From mboxrd@z Thu Jan  1 00:00:00 1970
From: James Bottomley <James.Bottomley@HansenPartnership.com>
Subject: Re: [PATCH] mvsas: fix default can_queue
Date: Wed, 05 Mar 2008 15:02:40 -0600
Message-ID: <1204750960.3047.67.camel@localhost.localdomain>
References: <1204308113.4003.45.camel@localhost.localdomain>
	 <1204504945.3069.30.camel@localhost.localdomain>
	 <6b2481670803030017h43da68bcxd78a6142f8f5c6bb@mail.gmail.com>
	 <1204556371.3043.7.camel@localhost.localdomain>
	 <1204682849.3091.95.camel@localhost.localdomain>
Mime-Version: 1.0
Content-Type: text/plain
Content-Transfer-Encoding: 7bit
Return-path: <linux-scsi-owner@vger.kernel.org>
Received: from accolon.hansenpartnership.com ([76.243.235.52]:53935 "EHLO
	accolon.hansenpartnership.com" rhost-flags-OK-OK-OK-OK)
	by vger.kernel.org with ESMTP id S1755031AbYCEVCo (ORCPT
	<rfc822;linux-scsi@vger.kernel.org>); Wed, 5 Mar 2008 16:02:44 -0500
In-Reply-To: <1204682849.3091.95.camel@localhost.localdomain>
Sender: linux-scsi-owner@vger.kernel.org
List-Id: linux-scsi@vger.kernel.org
To: Ke Wei <kewei.mv@gmail.com>
Cc: linux-scsi <linux-scsi@vger.kernel.org>, jgarzik <jgarzik@redhat.com>

On Tue, 2008-03-04 at 20:07 -0600, James Bottomley wrote:
> On Mon, 2008-03-03 at 08:59 -0600, James Bottomley wrote:
> > On Mon, 2008-03-03 at 16:17 +0800, Ke Wei wrote:
> > > On Mon, Mar 3, 2008 at 8:42 AM, James Bottomley
> > > <James.Bottomley@hansenpartnership.com> wrote:
> > > >
> > > > On Fri, 2008-02-29 at 12:01 -0600, James Bottomley wrote:
> > > > > I noticed that the current marvell sas driver wasn't performing very
> > > > > well.  It turns out that it's setting can_queue not in the SCSI host,
> > > > > but in its own internal data structure, meaning it's always operating
> > > > > with a global queue depth of one.  This patch raises it to what the code
> > > > > seemed to be intending ... although I think can_queue should be
> > > > > MVS_CHIP_SLOT_SZ - 1 (without the divide by two)?
> > > > >
> > > > > The good news is that with this change, I'm getting a respectable
> > > > > throughput on the fio hammer test; plus zapping random phy resets across
> > > > > the disk triggers error handler recovery correctly (so far).
> > > > >
> > > > > I'm having less happy results with a SATAPI DVD ... it looks like the
> > > > > initial IDENTIFY goes across just fine, but that we stall on the other
> > > > > SCSI commands ... I'm still investigating this one.
> > > >
> > > > Actually, I've run into another problem with this patch applied.  It
> > > > looks like NCQ fails with ATA disks.  What I see is that I/O goes fine
> > > > until I get more than one command outstanding to the device, then the
> > > > device stops responding.  I can keep the I/O flowing if I clamp the
> > > > device queue depth at 1.  SAS disks seem to be fine ... I can get
> > > > multiple outstanding commands to them correctly serviced.
> > > 
> > > Yes, I have to say that testing failed when I plugged SATA and SAS
> > > disk.
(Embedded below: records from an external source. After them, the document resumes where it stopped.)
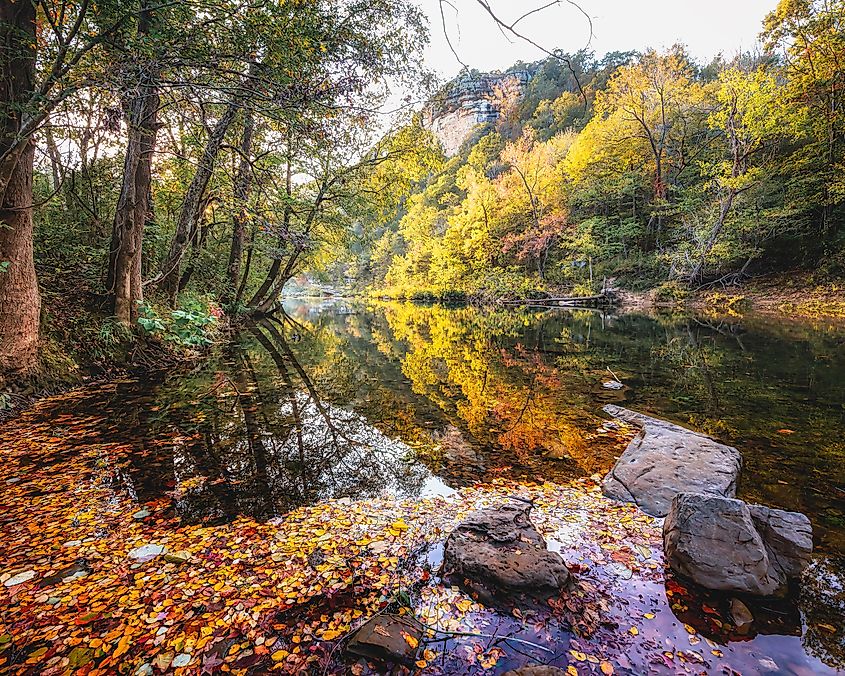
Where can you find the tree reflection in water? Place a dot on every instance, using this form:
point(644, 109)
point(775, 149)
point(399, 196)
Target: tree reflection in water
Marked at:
point(262, 444)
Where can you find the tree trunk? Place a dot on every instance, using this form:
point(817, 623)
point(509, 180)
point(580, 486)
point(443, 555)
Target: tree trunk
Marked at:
point(134, 203)
point(168, 278)
point(239, 211)
point(20, 302)
point(724, 210)
point(273, 273)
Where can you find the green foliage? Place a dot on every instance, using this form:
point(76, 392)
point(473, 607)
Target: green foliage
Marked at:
point(191, 326)
point(649, 169)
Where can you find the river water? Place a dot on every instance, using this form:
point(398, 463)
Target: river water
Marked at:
point(350, 400)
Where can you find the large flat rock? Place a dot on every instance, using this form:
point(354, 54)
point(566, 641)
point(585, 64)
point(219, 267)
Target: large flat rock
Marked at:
point(665, 459)
point(497, 554)
point(726, 544)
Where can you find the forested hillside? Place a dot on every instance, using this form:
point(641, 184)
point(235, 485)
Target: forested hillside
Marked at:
point(165, 167)
point(648, 168)
point(167, 160)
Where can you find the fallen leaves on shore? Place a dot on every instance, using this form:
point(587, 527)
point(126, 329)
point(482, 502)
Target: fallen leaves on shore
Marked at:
point(95, 583)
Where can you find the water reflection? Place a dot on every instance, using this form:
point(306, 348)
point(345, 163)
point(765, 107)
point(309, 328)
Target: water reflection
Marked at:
point(352, 401)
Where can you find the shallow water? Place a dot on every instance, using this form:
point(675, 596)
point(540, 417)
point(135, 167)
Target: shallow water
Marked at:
point(348, 400)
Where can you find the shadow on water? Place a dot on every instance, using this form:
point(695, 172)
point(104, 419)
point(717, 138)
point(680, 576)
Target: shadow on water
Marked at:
point(353, 401)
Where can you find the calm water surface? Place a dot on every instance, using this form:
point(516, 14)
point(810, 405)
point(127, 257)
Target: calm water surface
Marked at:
point(353, 400)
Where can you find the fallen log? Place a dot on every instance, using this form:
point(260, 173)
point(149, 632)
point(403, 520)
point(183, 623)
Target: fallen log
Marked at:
point(561, 301)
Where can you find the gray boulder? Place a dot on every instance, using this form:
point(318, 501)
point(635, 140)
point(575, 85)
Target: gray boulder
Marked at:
point(497, 553)
point(725, 544)
point(387, 638)
point(666, 459)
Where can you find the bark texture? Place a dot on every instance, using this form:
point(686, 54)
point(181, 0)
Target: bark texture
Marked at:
point(168, 279)
point(239, 211)
point(20, 302)
point(134, 203)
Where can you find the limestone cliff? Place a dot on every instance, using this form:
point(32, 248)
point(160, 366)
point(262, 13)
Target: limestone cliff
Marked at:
point(469, 100)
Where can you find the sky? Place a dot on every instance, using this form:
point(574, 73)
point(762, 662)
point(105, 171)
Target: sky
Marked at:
point(706, 27)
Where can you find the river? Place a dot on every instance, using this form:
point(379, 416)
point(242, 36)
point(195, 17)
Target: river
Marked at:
point(349, 400)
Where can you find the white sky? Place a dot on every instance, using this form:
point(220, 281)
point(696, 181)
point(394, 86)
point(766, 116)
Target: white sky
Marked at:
point(706, 27)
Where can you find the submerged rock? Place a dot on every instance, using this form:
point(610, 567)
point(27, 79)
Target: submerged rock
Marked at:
point(497, 553)
point(725, 544)
point(146, 552)
point(20, 578)
point(665, 459)
point(387, 638)
point(741, 616)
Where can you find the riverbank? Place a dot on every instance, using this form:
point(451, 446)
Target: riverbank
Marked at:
point(783, 295)
point(250, 514)
point(94, 582)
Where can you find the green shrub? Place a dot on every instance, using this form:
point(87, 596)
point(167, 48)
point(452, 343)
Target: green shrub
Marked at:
point(191, 326)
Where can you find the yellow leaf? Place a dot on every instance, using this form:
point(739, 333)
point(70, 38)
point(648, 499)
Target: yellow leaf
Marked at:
point(410, 640)
point(122, 645)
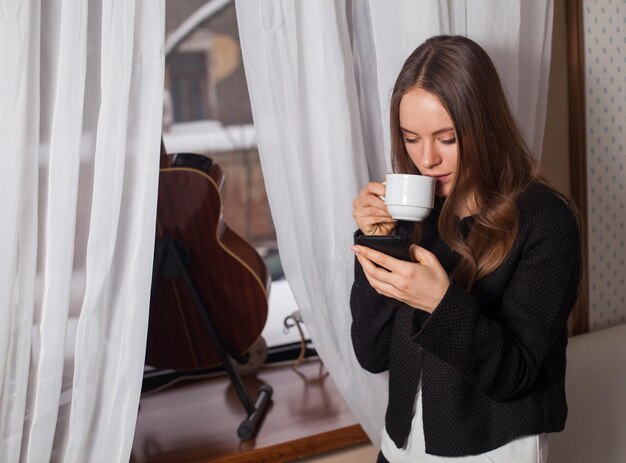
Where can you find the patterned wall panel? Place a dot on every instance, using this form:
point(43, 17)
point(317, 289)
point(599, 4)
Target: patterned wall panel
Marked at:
point(605, 82)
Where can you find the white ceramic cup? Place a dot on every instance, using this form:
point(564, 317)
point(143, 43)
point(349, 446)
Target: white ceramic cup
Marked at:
point(409, 197)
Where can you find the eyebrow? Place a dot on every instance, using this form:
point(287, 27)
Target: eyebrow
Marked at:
point(436, 132)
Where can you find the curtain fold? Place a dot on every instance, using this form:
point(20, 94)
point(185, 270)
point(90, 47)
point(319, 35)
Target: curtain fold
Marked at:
point(81, 128)
point(320, 76)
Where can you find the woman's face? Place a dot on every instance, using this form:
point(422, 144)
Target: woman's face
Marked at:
point(429, 138)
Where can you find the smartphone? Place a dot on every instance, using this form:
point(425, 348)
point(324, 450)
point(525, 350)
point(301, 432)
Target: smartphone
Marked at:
point(393, 245)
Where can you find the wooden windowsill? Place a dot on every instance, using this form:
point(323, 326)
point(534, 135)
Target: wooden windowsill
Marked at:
point(197, 421)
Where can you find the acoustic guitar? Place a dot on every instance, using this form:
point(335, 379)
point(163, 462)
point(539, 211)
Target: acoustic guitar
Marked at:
point(230, 277)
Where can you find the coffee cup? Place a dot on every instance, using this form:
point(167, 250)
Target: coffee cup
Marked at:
point(409, 197)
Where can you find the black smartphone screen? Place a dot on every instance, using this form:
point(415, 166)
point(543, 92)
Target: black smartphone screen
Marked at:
point(393, 245)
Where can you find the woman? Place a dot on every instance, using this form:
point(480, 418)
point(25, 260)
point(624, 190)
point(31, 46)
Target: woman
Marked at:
point(474, 333)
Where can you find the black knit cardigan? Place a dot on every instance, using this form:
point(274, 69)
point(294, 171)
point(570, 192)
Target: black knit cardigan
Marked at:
point(492, 362)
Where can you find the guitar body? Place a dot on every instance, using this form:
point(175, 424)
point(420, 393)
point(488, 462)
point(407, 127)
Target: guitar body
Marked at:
point(227, 272)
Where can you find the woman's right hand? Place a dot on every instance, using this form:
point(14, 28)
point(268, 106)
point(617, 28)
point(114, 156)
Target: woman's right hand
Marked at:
point(370, 211)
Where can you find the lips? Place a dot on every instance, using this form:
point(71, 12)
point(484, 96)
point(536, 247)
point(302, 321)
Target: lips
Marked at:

Sometimes "insmod mvsas" will cause the system to hang.
> > > Only look good if can_queue is set to 1.  I will investigate this case.
> > 
> > Thanks.  For the NCQ case, it does look like turning NCQ off makes the
> > disk work fine, so I'd suspect some issue with NCQ handling.
> > 
> > > > I'm having less happy results with a SATAPI DVD ... it looks like the
> > > > initial IDENTIFY goes across just fine, but that we stall on the other
> > > > SCSI commands ... I'm still investigating this one.
> > > 
> > > I think we need set BLIST_NOREPORTLUN or some other flags (see
> > > scsi_devinfo.h) about  new some ATAPI device.When calling
> > > scsi_report_lun_scan , it will bypass REPORT_LUNS command.
> > 
> > It doesn't seem to be anything the DVD does ... it works fine with the
> > aic94xx controller doing SATAPI (it sends the correct reply to REPORT
> > LUNS).  It looks like the first hang comes at around the second or third
> > Test Unit Ready.
> > 
> > Traces seem to show IDENTIFY_PACKET, INQUIRY, INQUIRY, TUR, TUR (hang)
> > and then every following command hangs, but I'll try to instrument more
> > accurate tracing.
> 
> OK, I instrumented more ... you're right, the first failing command is
> REPORT_LUNS.  The failure isn't because the DVD doesn't accept the
> command, but because it gets errored and we fail to report back the
> error data.
> 
> What I see is the mvsas driver returning RXQ_ERR, so the device is
> trying to terminate the transaction with an error code.  Unfortunately,
> when it sees this code, mvsas does nothing at all, leaving the request
> to time out and be aborted (even through it already finished).
> 
> I can plumb it in ... it looks like we should also be doing is calling
> mvs_slot_complete(), but this still isn't quite correct ... it just sets
> SAM_STAT_CHECK_COND ... it needs to collect the ATA error code somehow.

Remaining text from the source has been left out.